番組で2度ほどお世話になっている人物だ。ひとつは赤塚不二夫の「全身漫画家」というETV特集、もうひとつはGTVの特集「ちばてつや、ありがとうトキワ荘のみんな」。
ちばさんが事故で利き腕の右手に大きな怪我をおったとき、締切間際の原稿をかかえていて立ち往生した。そのとき漫画家たちの梁山泊だったトキワ荘に駆けこんで、助力を得たというエピソードを描いたのが「ありがとうトキワ荘のみんな」だった。このとき、ちばさんをトキワ荘に結び付けてくれたのが、当時少女雑誌「りぼん」の編集者だったマルさんこと丸山昭氏だった。この事件の顛末を丸山さんから語ってもらった。
もうひとつの「全身漫画家」は赤塚の伝記で、彼のトキワ荘時代のエピソードを南長崎の跡地で語ってもらった。晩秋の寒い日だったが、マルさんは嫌な顔ひとつ見せず、赤塚の在りし日の思い出を楽しそうに語ってくれた。
後で、当時を知る漫画家たちに聞くと、人情熱いマルさんは誰からも信頼され慕われていたという。私が取材したときで70代後半だったから、かなりの高齢に達していたのだろう。訃報で享年を確認するのを失念していた。
たしか赤塚不二夫が高校生だった石ノ森章太郎と初めて手塚治虫を訪ねたときも、編集者として別室に控えていたマルさんが仲介の労を果たしてくれたと記憶するが。とにかくマルさんは世話好きで面倒見のいい編集者だった。さぞかし盛大な葬儀になるだろうと予測したが、訃音には親族だけの密葬とあって意外な気がした。
嗚呼、また昭和の漫画史を知る人材が消えた。彼らの声を残したいと20あまりの昭和漫画のドキュメントを制作してきたが、その意義をきちんと果たしただろうかと自戒の思いがこみあげる。

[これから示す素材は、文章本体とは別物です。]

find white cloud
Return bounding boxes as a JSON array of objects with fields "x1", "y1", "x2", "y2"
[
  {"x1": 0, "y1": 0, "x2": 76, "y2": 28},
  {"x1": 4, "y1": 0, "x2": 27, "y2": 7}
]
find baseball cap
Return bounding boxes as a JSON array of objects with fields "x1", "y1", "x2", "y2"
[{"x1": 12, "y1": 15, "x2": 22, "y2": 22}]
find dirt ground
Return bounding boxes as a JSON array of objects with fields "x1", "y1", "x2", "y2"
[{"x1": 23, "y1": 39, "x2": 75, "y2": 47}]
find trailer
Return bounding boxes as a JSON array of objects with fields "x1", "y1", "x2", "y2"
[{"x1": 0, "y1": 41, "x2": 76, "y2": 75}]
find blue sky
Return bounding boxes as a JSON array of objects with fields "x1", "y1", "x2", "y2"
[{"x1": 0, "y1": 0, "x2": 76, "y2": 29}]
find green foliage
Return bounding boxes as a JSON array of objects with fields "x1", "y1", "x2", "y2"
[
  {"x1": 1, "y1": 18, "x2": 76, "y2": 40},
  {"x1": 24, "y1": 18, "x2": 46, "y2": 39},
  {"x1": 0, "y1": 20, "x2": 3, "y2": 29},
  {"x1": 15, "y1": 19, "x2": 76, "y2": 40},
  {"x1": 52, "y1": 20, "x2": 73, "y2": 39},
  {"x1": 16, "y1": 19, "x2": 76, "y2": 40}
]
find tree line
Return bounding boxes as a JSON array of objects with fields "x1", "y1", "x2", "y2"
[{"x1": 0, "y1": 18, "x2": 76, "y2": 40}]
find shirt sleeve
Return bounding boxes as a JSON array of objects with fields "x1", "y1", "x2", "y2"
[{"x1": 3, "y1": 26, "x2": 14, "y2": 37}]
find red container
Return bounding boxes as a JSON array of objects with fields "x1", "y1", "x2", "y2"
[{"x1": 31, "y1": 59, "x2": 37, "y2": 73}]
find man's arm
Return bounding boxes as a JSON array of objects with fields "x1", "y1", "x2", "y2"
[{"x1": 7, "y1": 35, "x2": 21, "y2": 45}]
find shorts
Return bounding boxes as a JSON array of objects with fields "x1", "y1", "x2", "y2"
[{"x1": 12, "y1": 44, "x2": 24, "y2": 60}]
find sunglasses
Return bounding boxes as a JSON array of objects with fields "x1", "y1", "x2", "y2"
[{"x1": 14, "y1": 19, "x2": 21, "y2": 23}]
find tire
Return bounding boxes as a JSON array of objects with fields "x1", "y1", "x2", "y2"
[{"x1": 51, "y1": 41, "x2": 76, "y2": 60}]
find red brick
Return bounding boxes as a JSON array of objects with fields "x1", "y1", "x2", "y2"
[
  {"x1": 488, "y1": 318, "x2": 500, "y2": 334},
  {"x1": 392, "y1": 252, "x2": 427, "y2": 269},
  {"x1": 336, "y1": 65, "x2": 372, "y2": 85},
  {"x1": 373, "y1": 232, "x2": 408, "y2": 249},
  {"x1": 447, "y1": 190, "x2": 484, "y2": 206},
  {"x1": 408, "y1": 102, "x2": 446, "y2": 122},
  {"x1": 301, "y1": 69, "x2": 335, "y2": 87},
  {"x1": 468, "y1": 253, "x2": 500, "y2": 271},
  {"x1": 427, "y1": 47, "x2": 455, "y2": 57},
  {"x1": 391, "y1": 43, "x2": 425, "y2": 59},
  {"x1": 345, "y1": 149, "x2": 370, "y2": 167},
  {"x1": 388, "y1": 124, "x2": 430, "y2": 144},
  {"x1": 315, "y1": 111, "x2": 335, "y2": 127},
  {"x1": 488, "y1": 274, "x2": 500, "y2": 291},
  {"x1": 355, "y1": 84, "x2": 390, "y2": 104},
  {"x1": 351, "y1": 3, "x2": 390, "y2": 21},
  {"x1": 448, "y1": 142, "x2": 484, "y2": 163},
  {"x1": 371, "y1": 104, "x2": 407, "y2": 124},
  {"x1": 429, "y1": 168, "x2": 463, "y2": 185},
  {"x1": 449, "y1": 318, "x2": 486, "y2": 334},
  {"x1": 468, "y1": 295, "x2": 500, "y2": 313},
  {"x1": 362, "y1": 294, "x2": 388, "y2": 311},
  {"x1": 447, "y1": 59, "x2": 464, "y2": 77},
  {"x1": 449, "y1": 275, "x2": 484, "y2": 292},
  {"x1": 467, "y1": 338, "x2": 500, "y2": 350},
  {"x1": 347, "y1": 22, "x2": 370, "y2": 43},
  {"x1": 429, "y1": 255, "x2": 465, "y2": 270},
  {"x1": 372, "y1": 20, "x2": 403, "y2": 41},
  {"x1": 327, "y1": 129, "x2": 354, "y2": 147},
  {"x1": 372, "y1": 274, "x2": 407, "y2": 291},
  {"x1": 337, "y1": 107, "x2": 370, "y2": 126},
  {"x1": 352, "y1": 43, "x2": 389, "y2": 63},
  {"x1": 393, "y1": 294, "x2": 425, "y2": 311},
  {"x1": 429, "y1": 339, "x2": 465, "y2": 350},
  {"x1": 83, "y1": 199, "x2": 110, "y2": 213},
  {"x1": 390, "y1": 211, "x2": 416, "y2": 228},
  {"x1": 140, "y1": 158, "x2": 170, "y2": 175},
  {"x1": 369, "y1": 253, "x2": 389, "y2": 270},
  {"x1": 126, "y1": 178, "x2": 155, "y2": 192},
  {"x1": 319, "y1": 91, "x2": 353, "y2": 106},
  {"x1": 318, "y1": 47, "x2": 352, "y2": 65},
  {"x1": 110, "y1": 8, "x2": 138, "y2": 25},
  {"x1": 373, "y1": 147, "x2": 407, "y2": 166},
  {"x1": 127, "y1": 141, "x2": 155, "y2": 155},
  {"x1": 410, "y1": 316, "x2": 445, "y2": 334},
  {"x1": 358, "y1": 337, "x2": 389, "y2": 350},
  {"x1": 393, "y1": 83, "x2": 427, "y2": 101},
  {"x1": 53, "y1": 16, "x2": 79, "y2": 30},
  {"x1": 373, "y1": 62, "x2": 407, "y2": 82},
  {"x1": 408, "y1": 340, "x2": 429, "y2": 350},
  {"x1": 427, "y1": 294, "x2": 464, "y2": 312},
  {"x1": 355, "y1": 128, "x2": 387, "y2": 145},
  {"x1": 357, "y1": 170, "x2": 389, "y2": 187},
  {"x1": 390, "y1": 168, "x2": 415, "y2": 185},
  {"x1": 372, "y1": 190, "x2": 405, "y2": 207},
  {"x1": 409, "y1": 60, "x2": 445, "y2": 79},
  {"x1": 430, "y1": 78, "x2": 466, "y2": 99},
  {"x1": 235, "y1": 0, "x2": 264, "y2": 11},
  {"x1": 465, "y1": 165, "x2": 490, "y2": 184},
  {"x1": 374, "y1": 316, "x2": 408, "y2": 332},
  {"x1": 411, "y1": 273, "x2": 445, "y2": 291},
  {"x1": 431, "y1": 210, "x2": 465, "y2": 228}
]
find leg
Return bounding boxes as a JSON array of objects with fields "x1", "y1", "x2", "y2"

皮切りとなる「大伴昌司の番組」が、後年奇禍と遭遇してから私のなかから情熱が失せたのも事実。だがマルさんのような情報通がいなくなったと聞けば、番組制作当時の取材ノートを引っ張り出して、記憶の断片をつなぎたくなるのも事実だ。
マルさんのご冥福を祈る。合掌。